Single by Johnny Hodges and Orchestra
- B-side: "Squaty Roo"
- Released: March 20, 1942
- Genre: jazz standard
- Length: 3:37
- Label: Bluebird
- Composer: Mercer Ellington
- Lyricist: Ted Persons

= Things Ain't What They Used to Be =

1942 jazz standard by Mercer Ellington and Ted Persons

"Things Ain't What They Used to Be" is a 1942 jazz standard with music by Mercer Ellington and lyrics by Ted Persons.

==Background==
In 1941 there was a strike against the American Society of Composers, Authors and Publishers, of which Duke Ellington was a member. Because of the strike he could not air his songs on the radio. Instead, he used songs written by his son Mercer and pianist Billy Strayhorn. Strayhorn's compositions of this time include "Take the 'A' Train", "Chelsea Bridge" and "Day Dream". Mercer wrote "Things Ain't What They Used to Be", "Blue Serge" and "Moon Mist".

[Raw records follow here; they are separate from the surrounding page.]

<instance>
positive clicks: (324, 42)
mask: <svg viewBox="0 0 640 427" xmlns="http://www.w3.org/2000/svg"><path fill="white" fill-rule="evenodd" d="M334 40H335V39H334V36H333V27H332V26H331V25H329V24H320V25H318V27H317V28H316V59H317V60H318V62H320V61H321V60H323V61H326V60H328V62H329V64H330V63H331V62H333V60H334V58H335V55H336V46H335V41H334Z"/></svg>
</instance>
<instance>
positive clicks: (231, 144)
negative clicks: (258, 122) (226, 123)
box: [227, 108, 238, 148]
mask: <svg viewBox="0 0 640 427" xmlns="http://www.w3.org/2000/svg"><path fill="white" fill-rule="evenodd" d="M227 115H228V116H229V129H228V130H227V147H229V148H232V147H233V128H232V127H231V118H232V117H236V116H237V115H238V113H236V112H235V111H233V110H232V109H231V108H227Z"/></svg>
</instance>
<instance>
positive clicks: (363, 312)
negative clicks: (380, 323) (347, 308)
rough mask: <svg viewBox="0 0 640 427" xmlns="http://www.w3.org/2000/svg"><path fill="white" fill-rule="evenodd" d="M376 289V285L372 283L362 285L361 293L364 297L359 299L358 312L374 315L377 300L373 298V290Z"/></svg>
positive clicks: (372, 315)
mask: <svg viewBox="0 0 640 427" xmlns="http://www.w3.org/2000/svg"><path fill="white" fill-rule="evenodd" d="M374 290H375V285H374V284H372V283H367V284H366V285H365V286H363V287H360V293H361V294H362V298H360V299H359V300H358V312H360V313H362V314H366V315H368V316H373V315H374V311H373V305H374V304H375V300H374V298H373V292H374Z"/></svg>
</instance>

Jazz musician and historian Chris Tyle argues that most likely Mercer Ellington came up with the melody and his father then arranged the song for the band. The song is most often played as an instrumental. Lyrics were written by Ted Persons. Johnny Hodges played it first, in Hollywood on July 3, 1941.

==Other versions==
- Charlie Barnet and His Orchestra (1942). This version went to number eight on the Harlem Hit Parade chart.
- Duke Ellington – Piano Reflections (1953)
- Dave Brubeck– Newport 1958 (1958)
- Duke Ellington and Ray Brown – This One's for Blanton (1972)
- Charles Mingus – Mingus Dynasty (1960)
- Oscar Peterson with Dizzy Gillespie, Clark Terry, and Eddie Lockjaw Davis – Oscar Peterson Jam/Montreux 77 (1977)

==Popular culture==
- Duke Ellington played it for the film Cabin in the Sky (1943).
- An instrumental version was frequently played as the closing music for The Tonight Show Starring Johnny Carson by The Tonight Show Band under the direction of Doc Severinsen.
- In the beginning of Soul, Joe Gardner leads his middle school jazz band in a poorly performed rendition of the piece.